Infocom continued its tradition of feelies, or extra items included in the game package. The feelies included with Shogun were:
- a map representing John Blackthorne's "known world" of 1600
- The Soul of the Samurai, describing the history and significance of the swords of the samurai
By 1989, Infocom no longer categorized its games according to estimated difficulty level. Shogun could be said to fall anywhere from Infocom's former "Standard" level to "Expert". Players who are intimately familiar with the novel, of course, may find the game to be much easier than those who have not read the book.
Shogun features several illustrations in the style of Japanese Ukiyo-e woodcuts. While graphics of any kind were disdained in Infocom's early years, many of their final games included at least incidental illustrations and images.

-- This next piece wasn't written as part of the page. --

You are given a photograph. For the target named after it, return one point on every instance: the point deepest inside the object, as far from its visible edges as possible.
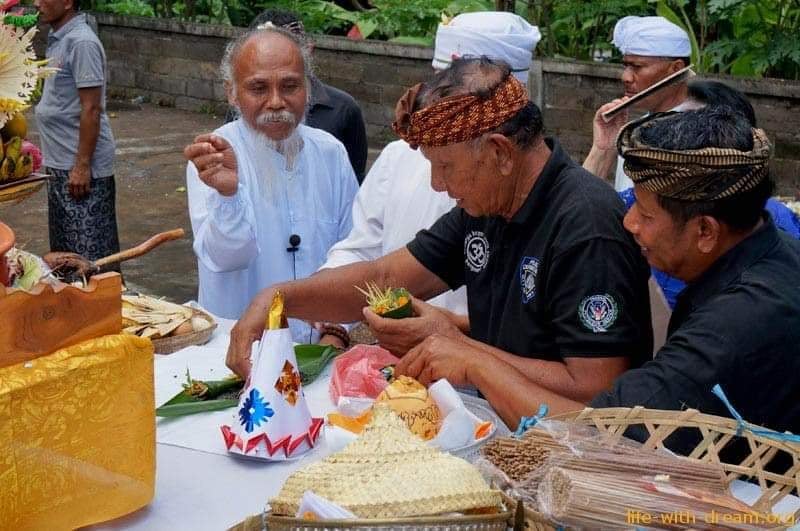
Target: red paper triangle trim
(288, 444)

In sharp contrast to Douglas Adams' close work with Steve Meretzky on Infocom's The Hitchhiker's Guide to the Galaxy game, Dave Lebling reportedly had no contact whatsoever with James Clavell during the making of Shogun. Consequently, the game is largely a collection of scenes presented verbatim from the novel.
Dave Lebling has said that he considers Shogun the worst game he was ever responsible for.